- Born: Ventura County, California, U.S.
- Occupations: Director; producer;
- Years active: 2014 – present
- Relatives: Chapman Way (brother) Brocker Way (brother)

= Maclain Way =

American documentary director, producer, editor and cinematographer

Maclain Way is an American documentary film director and producer. He is best known for producing and directing the Netflix documentary series Wild Wild Country, The Kings of Tupelo: A Southern Crime Saga, and America's Team: The Gambler and His Cowboys, and co-creating Untold.

Maclain received the Primetime Emmy Award for Outstanding Documentary or Nonfiction Series for Wild Wild Country in 2018.

==Early life and education==
Maclain was born and raised in Ventura County, California.

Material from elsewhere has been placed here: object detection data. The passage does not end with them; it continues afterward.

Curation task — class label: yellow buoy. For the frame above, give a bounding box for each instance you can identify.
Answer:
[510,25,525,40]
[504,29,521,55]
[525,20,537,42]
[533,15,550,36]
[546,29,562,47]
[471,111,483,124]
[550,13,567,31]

He attended UCLA, where he studied history and documentary film. He is a grandson of actor Bing Russell and nephew of actor Kurt Russell.

==Career==
=== The Battered Bastards of Baseball ===
In 2014, Maclain directed and produced the documentary, The Battered Bastards of Baseball, which told the story of the Portland Mavericks, along with his brother Chapman Way. The film premiered at the 2014 Sundance Film Festival, where it was acquired and later released by Netflix as one of their first original documentary films. The documentary received the Tribeca Film Institute/ESPN prize for a documentary that “changes the way people think about sports.”

=== Wild Wild Country ===
In 2018, Maclain co-directed the six-part Netflix documentary series, Wild Wild Country. The series told the story of Rajneeshpuram, a utopian city built in the Oregon desert by the followers of Bhagwan Shree Rajneesh. The series premiered at the 2018 Sundance Film Festival, where the entire seven-hour series was screened for audiences. The series was nominated for five Primetime Emmy Awards, including Outstanding Directing for a Documentary, winning the Emmy for Outstanding Documentary or Nonfiction Series.
=== Untold (TV Series) ===
In 2021, Maclain co-created the Netflix sports series Untold, which has featured documentaries on Malice at the Palace, Danbury Trashers, Christy Martin, Johnny Manziel, Steve McNair, Mardy Fish, Manti Teʻo, And1, Hope Solo, and the 1983 America’s Cup. As of 2025, subsequent seasons of Untold have grown into collection of sports documentaries to 17 feature films, and two multi-part series. The series has been nominated twice for Outstanding Documentary Series at the 45th and 46th Sports Emmys.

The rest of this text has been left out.